- Letter to the Editor
- Open Access
High resolution CT and histological findings in idiopathic pleuroparenchymal fibroelastosis: Features and differential diagnosis
© S et al.; licensee BioMed Central Ltd. 2011
Received: 18 February 2011
Accepted: 23 August 2011
Published: 1 December 2011
Idiopathic pleuroparenchymal fibroelastosis (IPPFE) is a recently described clinical-pathologic entity characterized by pleural and subpleural parenchymal fibrosis, mainly in the upper lobes. As this disease is extremely rare (only 7 cases have been described in the literature to date) poorly defined cases of IPPFE can go unrecognized.
The clinical course of disease is progressive and prognosis is poor, with no therapeutic options other than lung transplantation currently available, yet. The aim of this report is to describe two further cases of this rare disease, reviewing CT, clinical and histological features.
Idiopathic pleuroparenchymal fibroelastosis (IPPFE) is an entity characterized by pleural and subpleural parenchymal fibrosis. It is extremely rare (only 7 cases have been described in the literature to date) and was first described in 2004 by the Interstitial Lung Disease Program of the National Jewish Medical and Research Center of Denver .
Actually between 1996 and 2001, 5 cases were registered as cryptogenic syndrome with significant chest symptoms, radiographic pleura-parenchymal abnormalities and fibroelastotic changes seen on surgical biopsy specimens, without any evidence of other connective tissue disease . Marked apical pleural thickening associated with superior hilar retraction is present at chest X ray analysis, and High Resolution Computed Tomography (HRCT) shows pleural thickening, fibrosis, architectural distortion, traction bronchiectasis and honeycomb lung . The clinical course of this affection is progressive and prognosis is poor, with no therapeutic options other than lung transplantation available.
We here describe two additional cases of this rare disease.
In both cases described in this letter, the histology corresponded to that previously described for IPPFE [1, 2]. Visceral pleura was diffusely and markedly thickened by a mixture of elastic and dense collagen fibers, with sparing of adjacent lung parenchyma (Figure 2 and 4). Although the transition from fibroelastosis to normal parenchyma was abrupt, elastic fibers variably extended to adjacent alveolar walls. Some fibroblast foci were observed in both cases covered by alveolar epithelium at the boundary between the fibroelastosis and normal parenchyma. Scattered alveolar structures were covered by cuboidal type-II pneumocytes, as defined by the immunohistochemical expression of cytokeratin 8/18 and surfactant-protein-A. These alveolar structures were also entrapped within the fibroelastotic subpleural tissue, together with numerous vessels, including podoplanin-expressing lymphatic vessels (Figure 2A and 4B).

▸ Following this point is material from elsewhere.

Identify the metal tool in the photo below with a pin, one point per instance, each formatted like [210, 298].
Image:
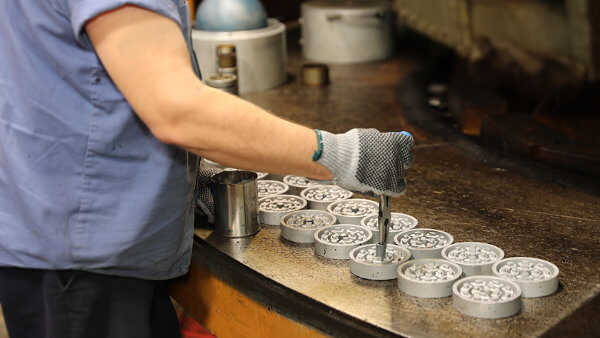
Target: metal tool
[384, 226]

The differential diagnosis of IPPFE includes: asbestosis, connective tissue diseases, advanced fibrosing sarcoidosis and radiation or drug induced lung disease. Radiological and histological features of IPPFE may overlap with that disorders that mainly involve the upper lobes: chronic hypersensitivity pneumonitis and apical caps. In hypersensitivity Pneumonitis (HP) lesions are bronchiolocentric and bronchiolization of the centrilobular airways is prominent. Apical caps may be difficult to distinguish from IPPFE and probably the difference in mainly quantitative. Differential diagnosis could be often reached on the basis of clinical and radiological features: IPPFE is an interstitial lung disease in opposite to apical cap [2,3]. In the histological setting, a last differential diagnosis may be done with findings observed in emphysematous scars at the apex of lung. Also, in smoking-related disease, a ialine fibrosis surrounding subpleural and centrilobular emphysema can be seen: it could make easier the differential diagnosis. It needs to be underlined, that probably IPPFE is, as far as we know, a not specific morphological reaction that might be associated also to different causes or settings. The possibility of IPPFE should be considered when radiological evidence is not consistent with well-defined idiopathic pneumonias that affect upper lobes.
Written informed consent was obtained from the patient for publication of this case report and accompanying images. A copy of the written consent is available for review by the Editor-in-Chief of this journal.